Council change of heart on Kaipara protection
24 May 2006 - Auckland
Forest & Bird media release for immediate use
Council change of heart on Kaipara protection welcomed
Forest & Bird has applauded Auckland Regional Council's decision to withdraw a proposal in its coastal plan to allow marine farming in the southern Kaipara Harbour.
North Island Field Co-ordinator David Pattemore said the decision by the council's regional strategy and planning committee recognised the importance of protecting internationally significant wildlife from inappropriate development on the Kaipara.
"Kaipara has outstanding habitat for birdlife, marine mammals and spectacular landscapes and recreational opportunities which would have been threatened by allowing development in some of the most sensitive habitats on the harbour. Forest & Bird is very pleased that the council has now recognised the importance of protecting this valuable natural asset."
The council had proposed establishing Aquaculture Management Areas for marine farming in the southern Kaipara Harbour, but withdrew the proposal following an Environment Court ruling overturned council consent for a 30-hectare mussel farm in the area.
The court found that benefits from the proposal by Biomarine Ltd would have been outweighed by significant adverse effects on the natural character, amenity and recreational values of the area.
David Pattemore said since Aquaculture Management Areas were proposed in October 2002, local environmental groups including Forest & Bird had fought against a number of inappropriate developments on the Kaipara, including the Biomarine mussel farm, and a 104-ha oyster farm off Orongo Point.
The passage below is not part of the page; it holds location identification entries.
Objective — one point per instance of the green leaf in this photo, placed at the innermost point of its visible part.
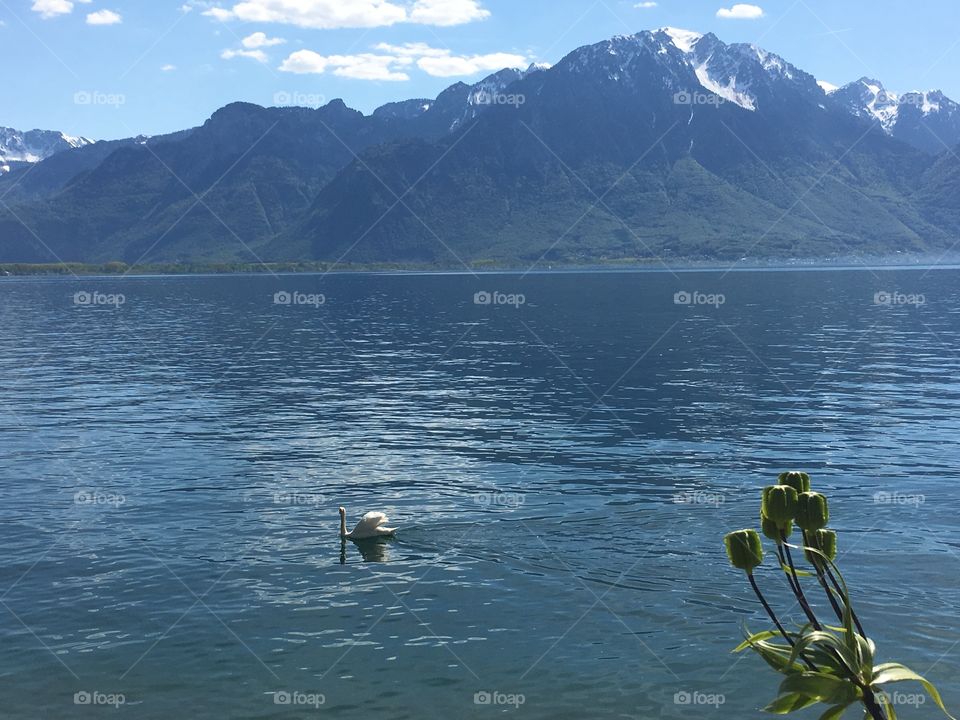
(791, 702)
(824, 687)
(756, 637)
(895, 672)
(800, 573)
(835, 712)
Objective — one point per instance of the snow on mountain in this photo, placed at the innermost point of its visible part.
(683, 40)
(869, 99)
(738, 73)
(34, 145)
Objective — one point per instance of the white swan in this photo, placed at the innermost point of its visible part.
(371, 525)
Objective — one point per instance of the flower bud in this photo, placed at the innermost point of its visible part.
(812, 511)
(744, 549)
(797, 480)
(779, 504)
(823, 540)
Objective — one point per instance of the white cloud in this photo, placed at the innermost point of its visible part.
(457, 66)
(52, 8)
(329, 14)
(447, 12)
(741, 11)
(411, 50)
(259, 39)
(365, 66)
(104, 17)
(258, 55)
(393, 61)
(443, 63)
David Pattemore said it was hoped the withdrawal of Aquaculture Management Areas from the plan would provide a more ecologically sustainable basis on which to consider future developments on the Kaipara.
"Auckland Regional Council has made the right decision in withdrawing the proposed areas in the Kaipara, and we look forward to working constructively with the council on ways to protect and enhance this special coastal ecosystem."